Summers were a hectic round of glamorous events such as Epsom, Ascot and Cowes, while from August 12 onwards there was the endless pursuit of game.
The skies were filled with the pop, pop, pop of shotguns as first grouse, ptarmigan and snipe, then partridge and pheasant, tumbled earthwards.
All this carnage put a certain pressure on kitchens: shooting birds is all very well, but someone has to eat them afterwards, and Edwardian cooks required a certain ingenuity to turn out an endless succession of game pies, game terrines, game soups, game casseroles and game pates. And that was before the spoils of all the huntin' and fishin' were slung on the kitchen table.
For picnics, much of the fare was shrink-wrapped in aspic. This opaque jelly found favour, no doubt, because it binds elaborate dishes together in a savoury glue that means they could be carted cross country and then displayed on a trestle table without disintegrating and making a mess of one's plus fours.
Mrs Greville serves only the finest food and wine at Polesden. Much of it, however, seems to make its way into her butler, Mr Bacon, who is often quite plastered. She will have to keep a beady eye on him today, with a party that includes two HRHs as well as the Excellency from Jaipur. Poor Mrs Greville feels quite faint when she remembers the occasion when Mr Bacon swayed ominously over the dinner table, and she was forced to dispatch a note saying: "You are drunk, leave the room at once." The butler solemnly placed it on his silver serving salver and delivered it to Sir Austen Chamberlain instead.

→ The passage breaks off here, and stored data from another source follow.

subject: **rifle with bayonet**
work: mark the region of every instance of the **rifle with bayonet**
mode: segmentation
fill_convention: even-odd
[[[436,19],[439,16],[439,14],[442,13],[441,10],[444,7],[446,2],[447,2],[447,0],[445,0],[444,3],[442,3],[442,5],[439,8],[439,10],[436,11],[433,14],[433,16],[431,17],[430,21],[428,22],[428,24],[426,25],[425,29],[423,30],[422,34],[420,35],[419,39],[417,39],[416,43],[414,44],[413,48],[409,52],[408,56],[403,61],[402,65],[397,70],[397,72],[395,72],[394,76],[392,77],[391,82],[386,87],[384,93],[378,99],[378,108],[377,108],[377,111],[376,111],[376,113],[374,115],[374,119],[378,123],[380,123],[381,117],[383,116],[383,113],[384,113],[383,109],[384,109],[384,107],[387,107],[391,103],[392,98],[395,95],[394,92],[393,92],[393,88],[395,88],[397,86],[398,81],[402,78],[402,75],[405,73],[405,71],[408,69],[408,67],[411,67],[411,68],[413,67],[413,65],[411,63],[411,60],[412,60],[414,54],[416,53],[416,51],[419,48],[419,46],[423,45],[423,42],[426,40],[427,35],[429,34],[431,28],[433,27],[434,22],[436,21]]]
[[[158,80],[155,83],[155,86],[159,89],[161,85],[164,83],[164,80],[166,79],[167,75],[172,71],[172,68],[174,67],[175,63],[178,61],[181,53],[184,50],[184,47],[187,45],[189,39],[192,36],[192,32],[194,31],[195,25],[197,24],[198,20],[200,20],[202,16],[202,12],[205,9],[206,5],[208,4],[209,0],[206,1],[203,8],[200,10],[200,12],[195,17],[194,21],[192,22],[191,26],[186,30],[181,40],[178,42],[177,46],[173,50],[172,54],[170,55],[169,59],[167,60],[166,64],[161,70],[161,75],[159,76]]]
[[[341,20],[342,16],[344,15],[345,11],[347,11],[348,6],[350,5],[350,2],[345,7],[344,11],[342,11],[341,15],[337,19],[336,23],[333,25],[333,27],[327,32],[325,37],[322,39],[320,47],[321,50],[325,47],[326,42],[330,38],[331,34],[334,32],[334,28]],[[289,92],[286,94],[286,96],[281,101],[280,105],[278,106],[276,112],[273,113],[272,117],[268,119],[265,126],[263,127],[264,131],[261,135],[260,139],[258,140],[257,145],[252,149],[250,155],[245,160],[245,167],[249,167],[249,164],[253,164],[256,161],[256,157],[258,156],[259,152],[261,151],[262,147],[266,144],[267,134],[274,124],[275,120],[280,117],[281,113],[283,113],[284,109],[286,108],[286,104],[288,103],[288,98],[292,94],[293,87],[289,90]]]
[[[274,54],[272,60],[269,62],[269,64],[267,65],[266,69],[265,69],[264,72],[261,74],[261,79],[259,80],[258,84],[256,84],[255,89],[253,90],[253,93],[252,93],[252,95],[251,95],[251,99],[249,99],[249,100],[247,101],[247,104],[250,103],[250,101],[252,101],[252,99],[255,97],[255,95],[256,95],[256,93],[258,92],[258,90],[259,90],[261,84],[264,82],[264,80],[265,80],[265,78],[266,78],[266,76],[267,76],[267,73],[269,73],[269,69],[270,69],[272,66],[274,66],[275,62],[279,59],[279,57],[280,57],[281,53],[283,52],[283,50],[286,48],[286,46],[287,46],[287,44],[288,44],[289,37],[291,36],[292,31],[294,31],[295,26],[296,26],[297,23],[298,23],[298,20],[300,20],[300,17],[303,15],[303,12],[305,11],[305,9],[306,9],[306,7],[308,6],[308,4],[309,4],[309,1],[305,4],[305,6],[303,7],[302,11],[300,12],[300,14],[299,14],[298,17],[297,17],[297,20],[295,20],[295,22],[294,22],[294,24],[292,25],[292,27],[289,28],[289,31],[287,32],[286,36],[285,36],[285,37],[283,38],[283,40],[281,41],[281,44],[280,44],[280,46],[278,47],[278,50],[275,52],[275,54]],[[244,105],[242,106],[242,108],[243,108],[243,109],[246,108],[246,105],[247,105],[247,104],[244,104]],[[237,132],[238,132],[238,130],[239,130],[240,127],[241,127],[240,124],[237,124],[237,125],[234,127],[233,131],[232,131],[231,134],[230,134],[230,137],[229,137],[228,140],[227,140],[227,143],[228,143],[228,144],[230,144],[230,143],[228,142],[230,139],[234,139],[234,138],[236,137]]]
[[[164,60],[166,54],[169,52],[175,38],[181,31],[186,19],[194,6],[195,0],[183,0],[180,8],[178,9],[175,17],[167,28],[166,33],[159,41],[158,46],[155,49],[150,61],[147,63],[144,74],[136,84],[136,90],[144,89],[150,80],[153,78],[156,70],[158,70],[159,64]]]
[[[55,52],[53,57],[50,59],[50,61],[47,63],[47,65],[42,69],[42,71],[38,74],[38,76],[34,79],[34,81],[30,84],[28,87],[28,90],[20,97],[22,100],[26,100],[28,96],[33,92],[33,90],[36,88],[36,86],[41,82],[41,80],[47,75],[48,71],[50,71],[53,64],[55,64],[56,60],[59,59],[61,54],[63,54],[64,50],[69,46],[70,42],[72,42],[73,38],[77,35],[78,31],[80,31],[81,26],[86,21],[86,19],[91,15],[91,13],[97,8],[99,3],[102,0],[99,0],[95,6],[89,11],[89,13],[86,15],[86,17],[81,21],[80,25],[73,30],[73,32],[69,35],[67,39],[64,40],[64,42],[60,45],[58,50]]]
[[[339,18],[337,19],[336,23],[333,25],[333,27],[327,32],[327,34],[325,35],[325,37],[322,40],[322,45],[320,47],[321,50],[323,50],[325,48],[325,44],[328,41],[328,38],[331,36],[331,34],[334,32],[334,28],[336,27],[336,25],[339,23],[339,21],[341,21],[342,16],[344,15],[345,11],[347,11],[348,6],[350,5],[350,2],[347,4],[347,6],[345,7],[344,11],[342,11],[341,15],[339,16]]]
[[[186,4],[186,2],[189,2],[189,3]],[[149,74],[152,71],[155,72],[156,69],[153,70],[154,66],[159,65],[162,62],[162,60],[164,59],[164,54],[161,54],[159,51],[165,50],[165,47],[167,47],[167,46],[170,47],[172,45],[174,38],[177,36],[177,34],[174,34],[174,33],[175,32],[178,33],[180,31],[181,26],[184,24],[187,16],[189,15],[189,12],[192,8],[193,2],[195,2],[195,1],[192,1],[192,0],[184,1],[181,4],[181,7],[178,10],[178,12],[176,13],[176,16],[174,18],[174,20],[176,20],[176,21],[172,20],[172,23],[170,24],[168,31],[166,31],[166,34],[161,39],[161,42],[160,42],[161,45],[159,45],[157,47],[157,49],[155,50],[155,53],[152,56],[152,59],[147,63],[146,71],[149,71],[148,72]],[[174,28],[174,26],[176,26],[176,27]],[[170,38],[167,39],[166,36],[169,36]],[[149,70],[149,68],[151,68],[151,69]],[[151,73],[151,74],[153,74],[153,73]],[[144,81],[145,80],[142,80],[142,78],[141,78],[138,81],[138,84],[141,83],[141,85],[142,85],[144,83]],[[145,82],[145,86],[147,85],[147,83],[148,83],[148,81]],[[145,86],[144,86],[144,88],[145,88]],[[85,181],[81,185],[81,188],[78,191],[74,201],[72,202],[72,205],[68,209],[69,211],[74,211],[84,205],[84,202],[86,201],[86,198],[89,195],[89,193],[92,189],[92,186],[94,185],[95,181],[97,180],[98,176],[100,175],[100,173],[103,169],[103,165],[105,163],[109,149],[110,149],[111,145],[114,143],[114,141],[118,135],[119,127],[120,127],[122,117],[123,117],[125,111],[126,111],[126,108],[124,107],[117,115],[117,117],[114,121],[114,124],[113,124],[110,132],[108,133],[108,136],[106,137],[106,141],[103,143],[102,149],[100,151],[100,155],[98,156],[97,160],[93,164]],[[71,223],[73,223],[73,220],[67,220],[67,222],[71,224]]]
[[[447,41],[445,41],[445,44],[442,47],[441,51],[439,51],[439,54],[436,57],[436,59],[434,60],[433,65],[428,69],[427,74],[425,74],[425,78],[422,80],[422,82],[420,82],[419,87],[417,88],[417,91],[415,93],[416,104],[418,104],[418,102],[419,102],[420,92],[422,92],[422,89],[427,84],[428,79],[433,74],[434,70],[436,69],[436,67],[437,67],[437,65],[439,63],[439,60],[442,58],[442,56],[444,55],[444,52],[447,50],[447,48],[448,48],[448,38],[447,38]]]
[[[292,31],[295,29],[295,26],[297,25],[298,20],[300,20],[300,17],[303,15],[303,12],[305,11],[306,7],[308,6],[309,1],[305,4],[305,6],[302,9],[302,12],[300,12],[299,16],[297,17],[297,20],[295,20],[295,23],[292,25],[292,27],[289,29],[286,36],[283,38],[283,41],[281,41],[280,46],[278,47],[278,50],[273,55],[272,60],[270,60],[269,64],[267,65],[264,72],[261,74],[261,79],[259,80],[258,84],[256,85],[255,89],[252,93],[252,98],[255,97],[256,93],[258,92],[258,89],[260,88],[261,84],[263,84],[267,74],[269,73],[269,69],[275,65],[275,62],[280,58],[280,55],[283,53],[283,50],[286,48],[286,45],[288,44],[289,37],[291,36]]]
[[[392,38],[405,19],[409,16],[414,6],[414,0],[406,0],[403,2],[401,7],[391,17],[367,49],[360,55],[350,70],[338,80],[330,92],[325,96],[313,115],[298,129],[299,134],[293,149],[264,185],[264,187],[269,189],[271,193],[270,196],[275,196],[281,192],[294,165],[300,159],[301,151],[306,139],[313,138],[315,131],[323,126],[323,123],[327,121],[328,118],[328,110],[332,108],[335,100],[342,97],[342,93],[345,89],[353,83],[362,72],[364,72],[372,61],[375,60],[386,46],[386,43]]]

Mrs Greville is a woman far ahead of her time, and not just because she has a French chef and indulges her wayward servants. She is a terrific meddler in politics at a time when women do not even have the vote. When she takes against a possible viceroy of India, her connections, thanks to all the assiduous wining and dining at Polesden, are so formidable, the poor man is history. So her gatherings are occasions for serious political intrigue as much as gourmandising. Hers are the first power picnics in history.
Her dedication to maintaining her place in society with her maharajas and princelings, not to mention the Honourable This and Thats is on display thanks to the National Trust, to whom she left Polesden when she died in 1943. Her hand-written menus and guest lists reveal more than 20 years of diligent and lavish entertaining. After all the trigger-happy days of shooting game, it took the guns of the Somme and Passchendaele to extinguish the Edwardian Golden Age, and by 1914 the era was officially over.
It would take more than the First World War to stop Mrs Greville, however, and she partied on, well into the Second.